Cleavers (Galium aparine)
Cleavers may be the very best of the herbal lymphatic system tonics, making it an ideal herb for a wide range of critter problems. I added it to my herbal prescriptions for swollen glands, dry skin conditions or infections. Cleavers’ diuretic actions make it a good addition for treating a cat’s cystitis or bladder problems. It also has a long tradition of being used to treat tumors—perhaps from its ability to support the lymphatic system. So, while I never relied on herbs alone to treat cancer in pets, I would add cleavers to my overall therapeutic regime.
Chickweed (Stellaria media)
Chickweed is another of those herbs that’s good for what ails your pet, inside or out. It is a wonderful external remedy for wounds and cuts, and its anti-inflammatory and antimicrobial actions make it a good choice for itchy, irritated areas. Used internally, it has antirheumatic properties and is soothing to the intestinal tract and urinary system.
Burdock (Arctium lappa)
Burdock is a premier herb for treating dry and scaly skin. It functions as a lymph cleanser and is thus good for any disease where toxins or body waste products have accumulated internally. It is also good for rheumatism, and its bitter quality stimulates digestive juices, thus aiding digestion. Burdock leaves, used externally in an ointment, accelerate wound healing.
Mullein (Verbascum spp.)
Mullein leaf tea is very nutritious, and is specific for treating dry, hacking coughs. Mullein flowers in an olive oil base are excellent for treating ear infections, and the leaves are a good addition to topical salves for treating wounds and infections.
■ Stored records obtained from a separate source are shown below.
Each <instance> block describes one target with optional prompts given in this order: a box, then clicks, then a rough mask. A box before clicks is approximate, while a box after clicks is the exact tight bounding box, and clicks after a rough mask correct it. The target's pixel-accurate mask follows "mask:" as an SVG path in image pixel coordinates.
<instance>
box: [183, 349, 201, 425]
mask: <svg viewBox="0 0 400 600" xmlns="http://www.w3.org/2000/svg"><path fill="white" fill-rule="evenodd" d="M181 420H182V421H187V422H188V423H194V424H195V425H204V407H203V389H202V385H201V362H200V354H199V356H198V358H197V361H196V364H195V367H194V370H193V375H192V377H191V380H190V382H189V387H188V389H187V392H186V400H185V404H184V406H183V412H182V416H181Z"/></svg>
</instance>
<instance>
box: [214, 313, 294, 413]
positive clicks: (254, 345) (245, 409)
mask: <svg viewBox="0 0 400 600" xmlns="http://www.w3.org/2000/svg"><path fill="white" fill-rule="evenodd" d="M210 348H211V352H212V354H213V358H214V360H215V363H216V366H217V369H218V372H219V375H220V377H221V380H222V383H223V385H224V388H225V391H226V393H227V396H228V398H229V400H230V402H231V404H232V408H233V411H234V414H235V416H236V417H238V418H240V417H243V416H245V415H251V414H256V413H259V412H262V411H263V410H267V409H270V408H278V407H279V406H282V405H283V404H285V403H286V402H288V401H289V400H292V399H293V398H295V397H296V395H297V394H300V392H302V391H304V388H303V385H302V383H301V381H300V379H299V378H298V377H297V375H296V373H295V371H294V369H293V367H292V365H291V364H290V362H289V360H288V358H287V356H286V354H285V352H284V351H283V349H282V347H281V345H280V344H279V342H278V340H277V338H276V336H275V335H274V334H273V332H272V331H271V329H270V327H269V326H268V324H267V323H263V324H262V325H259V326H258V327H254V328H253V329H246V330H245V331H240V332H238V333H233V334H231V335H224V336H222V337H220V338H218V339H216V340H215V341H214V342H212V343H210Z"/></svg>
Tip: Burdock and mullein are not as common in backyards as the rest of the herbs in this article. You may have to look along roadsides or in pastures, or grow them at home.
For all of these plants, the preferred delivery methods are one of the following: dried or fresh herbal sprinkles added to food; homemade tinctures; and/or teas. Begin using herbs with your pets when they feel good—don’t wait until they come down with a disease.
Randy Kidd holds doctorates in veterinary medicine and veterinary and clinical pathology. He has retired from his holistic veterinary practice and now lives in eastern Kansas.
“Pet corner” is not intended to replace the advice of a qualified veterinarian.